To the Jews the command ‘Remember the sabbath day to keep it holy’ meant every sabbath. In fact, it appears that the Lord’s Day worship was built around this memorial supper initiated by Christ on the night of His betrayal.
In the supper they ate the bread, representing the crucified body of Christ, and drank the fruit of the vine (grapes), emblematic of His shed blood.
This simple meal was designed to focus their attention on the sacrifice of Christ. The New Testament church continued steadfastly in prayer.
Regarding public prayer Paul wrote to the Corinthians, ‘I will pray with the spirit, and I will pray with the understanding also.’ 1 Corinthians 14:15.
It is through prayer that we may draw close to God by thanking Him for His blessings, praising Him for His goodness, and petitioning Him for those things of which we are needful.
The worship of the church included presentation of the apostles’ doctrine by teaching, preaching, and Scripture reading.
For example, Paul used the assembly at Troas, Acts 20:7, as an opportunity to preach God’s word. Such teaching did not include politics or economics, but those things which pertain to the salvation of our souls.
In their assemblies the early Christians sang psalms, hymns, and spiritual songs, Colossians 3:16. Such singing was to praise God and edify man. In the primitive church the emphasis was placed upon singing from the heart rather than upon the mechanics of singing.
The music in the early church was entirely vocal, Ephesians 5:19. Although instruments of music were common in the first century, they were not used in the primitive church. The first use of instruments of music among professed Christians was about 670 A.D.
It was several hundred years later before they were generally used in the public worship of the mediaeval church. It is clear that instrumental music was intentionally omitted from the worship since instruments were in common use for other purposes at that time.

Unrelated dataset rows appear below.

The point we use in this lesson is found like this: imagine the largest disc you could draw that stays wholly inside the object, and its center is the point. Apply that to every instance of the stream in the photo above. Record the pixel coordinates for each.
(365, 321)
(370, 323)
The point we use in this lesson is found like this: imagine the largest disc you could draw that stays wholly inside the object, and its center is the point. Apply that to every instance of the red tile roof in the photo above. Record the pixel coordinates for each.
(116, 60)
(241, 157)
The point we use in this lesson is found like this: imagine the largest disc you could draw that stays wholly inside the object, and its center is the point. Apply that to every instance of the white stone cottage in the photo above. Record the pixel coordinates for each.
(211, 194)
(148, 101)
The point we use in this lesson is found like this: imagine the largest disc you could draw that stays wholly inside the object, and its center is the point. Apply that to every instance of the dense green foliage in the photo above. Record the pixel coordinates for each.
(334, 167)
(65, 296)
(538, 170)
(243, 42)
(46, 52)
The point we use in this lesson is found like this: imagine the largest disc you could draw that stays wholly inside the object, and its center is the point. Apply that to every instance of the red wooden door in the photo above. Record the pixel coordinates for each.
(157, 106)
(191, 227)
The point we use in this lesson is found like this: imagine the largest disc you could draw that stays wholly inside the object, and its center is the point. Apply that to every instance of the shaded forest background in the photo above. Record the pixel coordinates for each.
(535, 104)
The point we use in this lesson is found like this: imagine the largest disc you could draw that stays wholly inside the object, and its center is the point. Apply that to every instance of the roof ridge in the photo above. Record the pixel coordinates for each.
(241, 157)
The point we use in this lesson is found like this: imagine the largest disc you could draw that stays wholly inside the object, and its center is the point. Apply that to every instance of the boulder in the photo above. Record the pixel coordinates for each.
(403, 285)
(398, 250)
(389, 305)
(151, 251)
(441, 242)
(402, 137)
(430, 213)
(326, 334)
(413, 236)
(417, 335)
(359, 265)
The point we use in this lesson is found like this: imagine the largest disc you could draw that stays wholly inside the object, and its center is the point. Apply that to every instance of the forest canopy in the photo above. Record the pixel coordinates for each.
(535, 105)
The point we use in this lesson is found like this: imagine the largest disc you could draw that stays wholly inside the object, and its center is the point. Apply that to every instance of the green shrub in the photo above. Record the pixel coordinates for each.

The worship assembly of the early church was also the occasion of Christians giving financially to the Lord. Every worthwhile work requires money. This was true in the early church. There were needy to be cared for; there were preachers to be supported in their proclamation of the gospel.
In contrast to some methods used today, the primitive church did not resort to high pressure money raising schemes. Rather, each disciple gave to the church in accordance with his ability.
Christians were taught that they were to consecrate themselves wholly to the Lord, 2 Corinthians 8:1-5. Since they had done so, they willingly and liberally gave to the Lord’s work.
Several principles guided the giving of early Christians. In gathering a contribution for the poor Christians in Jerusalem Paul wrote to the Corinthians, ‘Upon the first day of the week let every one of you lay by him in store, as God hath prospered him, that there be no gatherings when I come.’ 1 Corinthians 16:2.
The amount was to be determined by their prosperity, not by a fixed percent as was true of the Jews under the Law of Moses when they gave a tithe. If Christians truly give as they are prospered this will often require that they give more than a tenth.
Again, giving was to be purposeful and cheerful. We read, ‘Each of you should give what you have decided in your heart to give, not reluctantly or under compulsion, for God loves a cheerful giver.’ 2 Corinthians 9:7.
One who gives as he purposes will plan his contribution in advance. And if he truly loves the Lord he will find it easy to give cheerfully. His giving will be based on love rather than duty.
If the church employed any other means of raising money than freewill offerings it is not mentioned in the Bible. Some uses to which this money was put will be discussed in the next lesson.